Access to Knowledge

A Prize System as a Partial Solution to the Health Crisis in the Developing World

Author(s): Talha Syed
Year: 2009

Abstract: Each year, roughly nine million people in the developing world die from infectious diseases. Millions more endure suffering caused by the same diseases. Many of those deaths and much of that pain could be avoided by modifying the combination of laws and government programs that provide incentives for the development and distribution of drugs. In a recent paper, we argued that such modifications are morally imperative, despite the fact that they would increase the already substantial extent to which the cost of developing new drugs is borne by the residents of the developed world, either by raising their taxes or by increasing the prices they pay for patented pharmaceutical products.

The difficult question, in our judgment, is not whether we should modify our laws and institutions to address this crisis, but which combination of reforms would alleviate the problem most fairly and efficiently. We are currently working on a book that examines and compares a wide variety of potential solutions. In this paper (which will eventually appear as a chapter in that book), we focus on one option: replacing or supplementing the patent system, as the main method by which we encourage the creation of new drugs, with a system of government prizes.

Producing new pharmaceutical products – and then verifying their effectiveness and safety – is both expensive and risky. Substantial financial incentives are essential to induce firms to engage in this activity. The current patent system provides those incentives by empowering the firms that develop novel and nonobvious pharmaceutical products to prevent others from making, using, selling, or importing those products. Armed with that authority, the firms are able to sell the products for prices much higher than the costs of manufacturing them. The resultant profits provide the carrots necessary to prompt the firms to engage in the inventive activity in the first instance.

A prize system would work quite differently. Instead of authorizing drug developers to exclude competitors, the government would pay successful developers. Other firms, including generic drug manufacturers, would be free to make and sell the drugs in question. The resultant competition would keep drug prices close to the modest costs of manufacturing them.

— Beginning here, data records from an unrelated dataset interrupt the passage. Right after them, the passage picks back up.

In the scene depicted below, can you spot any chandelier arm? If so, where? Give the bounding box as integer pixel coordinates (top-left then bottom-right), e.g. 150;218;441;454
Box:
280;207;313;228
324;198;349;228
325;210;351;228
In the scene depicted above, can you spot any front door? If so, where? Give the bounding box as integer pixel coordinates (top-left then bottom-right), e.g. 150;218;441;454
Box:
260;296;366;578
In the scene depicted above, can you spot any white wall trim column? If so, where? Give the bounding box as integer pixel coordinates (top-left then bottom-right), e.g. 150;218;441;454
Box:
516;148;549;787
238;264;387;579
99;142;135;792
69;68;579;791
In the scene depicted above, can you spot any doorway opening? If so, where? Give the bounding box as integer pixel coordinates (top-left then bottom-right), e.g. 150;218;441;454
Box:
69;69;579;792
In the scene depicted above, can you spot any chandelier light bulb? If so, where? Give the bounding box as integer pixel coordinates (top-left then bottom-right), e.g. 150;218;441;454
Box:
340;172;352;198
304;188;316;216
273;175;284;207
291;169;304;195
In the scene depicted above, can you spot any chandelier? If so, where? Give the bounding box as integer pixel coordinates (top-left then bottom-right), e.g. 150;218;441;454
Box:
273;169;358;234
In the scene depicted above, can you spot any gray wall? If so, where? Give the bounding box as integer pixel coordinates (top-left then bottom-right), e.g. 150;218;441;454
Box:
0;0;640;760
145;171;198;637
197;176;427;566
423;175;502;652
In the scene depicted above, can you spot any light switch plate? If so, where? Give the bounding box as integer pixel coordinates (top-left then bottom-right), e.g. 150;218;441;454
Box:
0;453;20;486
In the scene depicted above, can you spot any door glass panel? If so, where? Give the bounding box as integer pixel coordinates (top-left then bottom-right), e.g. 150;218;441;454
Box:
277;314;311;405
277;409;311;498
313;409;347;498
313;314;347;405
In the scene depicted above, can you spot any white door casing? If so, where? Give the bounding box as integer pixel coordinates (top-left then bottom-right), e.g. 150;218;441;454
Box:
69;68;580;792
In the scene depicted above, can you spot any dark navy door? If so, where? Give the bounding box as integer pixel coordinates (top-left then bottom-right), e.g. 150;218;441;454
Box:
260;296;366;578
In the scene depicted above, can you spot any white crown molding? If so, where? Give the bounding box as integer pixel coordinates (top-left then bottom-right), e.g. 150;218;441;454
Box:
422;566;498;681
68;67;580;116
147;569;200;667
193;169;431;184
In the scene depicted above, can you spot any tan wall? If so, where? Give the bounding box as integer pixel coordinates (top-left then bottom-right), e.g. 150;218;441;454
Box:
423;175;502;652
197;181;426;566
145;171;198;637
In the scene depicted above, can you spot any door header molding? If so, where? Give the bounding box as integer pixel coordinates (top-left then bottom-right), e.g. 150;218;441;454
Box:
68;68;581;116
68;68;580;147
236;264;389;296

The money necessary to run such a system would come, not from consumers (or their insurers), but from taxpayers.

Would a prize system of this general sort be better than the patent system? More to the point, would it be more effective in alleviating the health crisis in the developing world? A substantial body of literature addresses those questions. In this paper, we marshal and critically evaluate that literature – and add to it a number of new arguments of our own.

The discussion is organized as follows. In Part I, we explore the major potential strengths and weaknesses of prize systems. In Part II, we consider how a prize system focused on the production of drugs and vaccines aimed at communicable diseases might be designed so as to capitalize on its strengths and mitigate its weaknesses.